Last week I was on the radio twice within seven days. Once to be interviewed alongside Councillor Chatt over the cemetery problem on Radio York and then, the most amazing thing happened on the Sunday, exactly a week ago. The wonderful Liz Berry chose my poem, Nan Hardwick Turns into a Hare as one of the poems to read in her guest slot on Poetry Please. It’s still available to listen to: Liz Berry Reads Nan
That it was this poem, read at this time seemed significant. I’ve felt like I have been fighting for my daughter all over again lately, and it brought back in incredible, intense ways, her death, and all those feelings of vulnerability and fear and just intense grief. I think I’ve talked before about where the Nan Hardwicke poem came from, but I’ll say it again. It was the first poem I wrote after the death of my daughter, after we had left her in the hospital room, in her little whicker basket and we had walked away emptied and unsure, with a scar instead of a baby. I went dead inside, and my senses stopped working. When I think back, I can physically remember the sensation as feeling like I’d just been next a bomb that had exploded, I couldn’t recognise the life I was in, everything was different, gone. I feel like we staggered out of the hospital that day. We probably didn’t, we probably walked. I do remember the air on my skin as feeling odd, like a leg that had been in plaster, I felt exposed, vulnerable, everything was wrong. Back at home, things were still wrong. Her Moses basket was still up, her toys were out, the cloths i’d been sorting through were still on the bed. There was such a clear divide between before and after. And I couldn’t write, and I couldn’t write and I couldn’t write for a long time. I went to therapy, I talked, I cried, but I couldn’t write. And then one day, weeks later, this poem came, almost complete, just as it was, the witch Nan Hardwick appeared in my head, and she had colour, and sky and heather in her bones. She transformed into the hare, right inside me and I felt again what it was like to be two animals in the same body. it sounds so over dramatic and unnecessarily poetic when I talk about it, but that is exactly how it was, she came to me, fully formed in a poem.
Grief doesn’t come with a handbook. It’s complex and long and when you lose a child it is almost all instinctive, your arms flail around looking for something to hold, your mouth looks for the downy head to kiss, you search for the baby, the child, everywhere. We are animals, and we forget that.

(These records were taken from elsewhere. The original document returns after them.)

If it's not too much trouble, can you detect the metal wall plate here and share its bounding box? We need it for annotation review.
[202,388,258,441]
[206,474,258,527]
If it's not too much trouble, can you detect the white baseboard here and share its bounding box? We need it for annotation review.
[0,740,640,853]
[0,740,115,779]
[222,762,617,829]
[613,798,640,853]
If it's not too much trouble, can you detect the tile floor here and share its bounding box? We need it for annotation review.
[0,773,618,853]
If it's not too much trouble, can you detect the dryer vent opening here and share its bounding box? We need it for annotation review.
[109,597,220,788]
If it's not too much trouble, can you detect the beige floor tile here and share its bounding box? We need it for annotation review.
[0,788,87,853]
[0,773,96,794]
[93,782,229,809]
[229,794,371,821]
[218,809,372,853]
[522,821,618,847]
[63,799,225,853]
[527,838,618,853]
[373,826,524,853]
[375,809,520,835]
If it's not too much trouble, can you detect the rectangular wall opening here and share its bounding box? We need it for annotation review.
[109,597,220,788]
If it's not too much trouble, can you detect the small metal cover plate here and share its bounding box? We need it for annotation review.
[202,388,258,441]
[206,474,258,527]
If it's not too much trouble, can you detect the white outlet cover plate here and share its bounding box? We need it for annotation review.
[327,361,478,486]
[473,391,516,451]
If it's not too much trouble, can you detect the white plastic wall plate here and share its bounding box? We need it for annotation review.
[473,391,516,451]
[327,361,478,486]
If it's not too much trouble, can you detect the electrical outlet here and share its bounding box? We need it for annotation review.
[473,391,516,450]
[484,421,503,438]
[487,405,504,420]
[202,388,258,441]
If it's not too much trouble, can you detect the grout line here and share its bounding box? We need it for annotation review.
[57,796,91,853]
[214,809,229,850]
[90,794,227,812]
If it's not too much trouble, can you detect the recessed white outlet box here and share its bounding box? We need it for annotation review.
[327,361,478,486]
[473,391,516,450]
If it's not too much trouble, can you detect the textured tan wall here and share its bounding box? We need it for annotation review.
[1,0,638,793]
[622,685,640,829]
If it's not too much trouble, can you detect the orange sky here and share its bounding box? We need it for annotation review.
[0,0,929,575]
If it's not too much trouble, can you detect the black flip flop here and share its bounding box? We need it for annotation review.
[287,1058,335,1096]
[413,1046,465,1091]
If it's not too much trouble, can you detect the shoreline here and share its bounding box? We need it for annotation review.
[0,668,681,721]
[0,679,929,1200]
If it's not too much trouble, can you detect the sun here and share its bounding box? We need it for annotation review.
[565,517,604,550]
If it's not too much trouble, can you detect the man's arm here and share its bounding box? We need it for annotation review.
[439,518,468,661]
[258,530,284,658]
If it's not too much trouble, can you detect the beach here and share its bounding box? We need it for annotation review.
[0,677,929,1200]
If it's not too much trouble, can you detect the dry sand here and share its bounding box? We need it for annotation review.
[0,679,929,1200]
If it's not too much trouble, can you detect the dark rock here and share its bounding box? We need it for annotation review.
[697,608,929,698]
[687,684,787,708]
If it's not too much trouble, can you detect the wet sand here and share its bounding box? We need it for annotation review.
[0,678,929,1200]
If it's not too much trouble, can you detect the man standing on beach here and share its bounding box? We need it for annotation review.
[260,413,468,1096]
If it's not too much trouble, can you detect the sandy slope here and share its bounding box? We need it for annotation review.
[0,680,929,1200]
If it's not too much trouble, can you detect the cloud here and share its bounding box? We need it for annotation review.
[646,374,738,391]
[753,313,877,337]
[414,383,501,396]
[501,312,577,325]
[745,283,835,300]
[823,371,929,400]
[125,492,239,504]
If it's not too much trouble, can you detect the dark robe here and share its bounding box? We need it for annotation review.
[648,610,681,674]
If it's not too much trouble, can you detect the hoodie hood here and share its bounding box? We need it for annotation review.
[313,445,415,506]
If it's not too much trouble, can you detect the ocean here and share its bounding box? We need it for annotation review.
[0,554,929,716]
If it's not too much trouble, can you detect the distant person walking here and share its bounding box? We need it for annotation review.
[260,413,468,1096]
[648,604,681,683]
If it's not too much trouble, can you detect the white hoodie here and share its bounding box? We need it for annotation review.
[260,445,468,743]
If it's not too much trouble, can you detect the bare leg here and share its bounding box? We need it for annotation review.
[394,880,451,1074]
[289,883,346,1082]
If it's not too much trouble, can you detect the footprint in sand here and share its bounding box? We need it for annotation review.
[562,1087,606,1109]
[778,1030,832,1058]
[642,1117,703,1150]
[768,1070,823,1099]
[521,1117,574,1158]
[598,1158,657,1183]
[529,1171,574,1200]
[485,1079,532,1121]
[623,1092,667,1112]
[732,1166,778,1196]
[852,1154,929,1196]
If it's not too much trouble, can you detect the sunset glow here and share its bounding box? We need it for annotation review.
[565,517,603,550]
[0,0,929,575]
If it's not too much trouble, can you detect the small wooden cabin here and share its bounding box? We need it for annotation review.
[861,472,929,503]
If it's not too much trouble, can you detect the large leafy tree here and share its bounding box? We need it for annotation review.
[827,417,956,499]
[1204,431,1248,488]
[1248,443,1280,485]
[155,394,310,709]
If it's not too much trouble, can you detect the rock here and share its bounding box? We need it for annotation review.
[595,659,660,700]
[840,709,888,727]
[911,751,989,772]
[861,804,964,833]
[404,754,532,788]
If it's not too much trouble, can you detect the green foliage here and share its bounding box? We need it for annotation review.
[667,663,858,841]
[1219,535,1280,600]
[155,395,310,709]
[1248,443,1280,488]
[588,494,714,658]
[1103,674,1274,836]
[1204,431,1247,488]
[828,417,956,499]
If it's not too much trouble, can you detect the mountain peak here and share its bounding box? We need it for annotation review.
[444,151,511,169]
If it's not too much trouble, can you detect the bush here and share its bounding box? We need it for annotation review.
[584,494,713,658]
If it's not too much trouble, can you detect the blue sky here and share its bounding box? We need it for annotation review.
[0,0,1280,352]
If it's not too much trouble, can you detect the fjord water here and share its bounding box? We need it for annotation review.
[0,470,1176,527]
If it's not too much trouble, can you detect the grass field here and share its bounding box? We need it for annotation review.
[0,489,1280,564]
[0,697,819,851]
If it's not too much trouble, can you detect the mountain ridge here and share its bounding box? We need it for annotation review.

That same week as I was on the radio, I lost one of my rabbits. People think that rabbits and small furries are interchangeable. They’re not. Poppy was small, the smallest of the litter, but by far the brightest, most inquisitive, brave and funny rabbit of all of my warren of bunnies. She interacted, played games, sought attention, would happily sit on my lap or use me as furniture to jump on when I sat in the run with them all. She’d lost weight, but they do over winter, I’d been concerned enough to bring her closer to the house so that I could make sure her bigger brothers and sisters weren’t stealing her food, and that seemed to work for a while. She turned a corner and put some weight back on, became plump again, inquisitive again, but then whatever ailed her came back. She turned lethargic, I brought her into the house, but it was clear she was dying. She lay down in her hutch, I covered her with a warm towel and she tried to stand up, so I stroked her back down to rest. Her nose was twitching, her ears were twitching, she looked like she was asleep and dreaming and I hope she was, I hope she was running as fast as she could, in the sunshine, binkying, flopping, nuzzling her brothers and sisters, I hope she dreamt into death. I would hope that for anyone. It’s how I hope my daughter died, I hope she didn’t suffer, I hope she felt no pain and knew only love.
And then, after a week of high emotion and stress (although I feel I did well on Radio York, I was shaking and crying afterwards it was so stressful) and feeling utterly wrung out worrying abut money, paying my uni tuition fees and not being able to find time to write, it all seemed to lift at once. I was driving between my home and my husband’s work, on the way to pick him up and I turned the corner into the next village and there was a hare, there was Nan herself in the road. I slowed, she locked those glorious amber eyes on me, and then she was gone. “You’re not forgotten” I whispered, and carried on my life.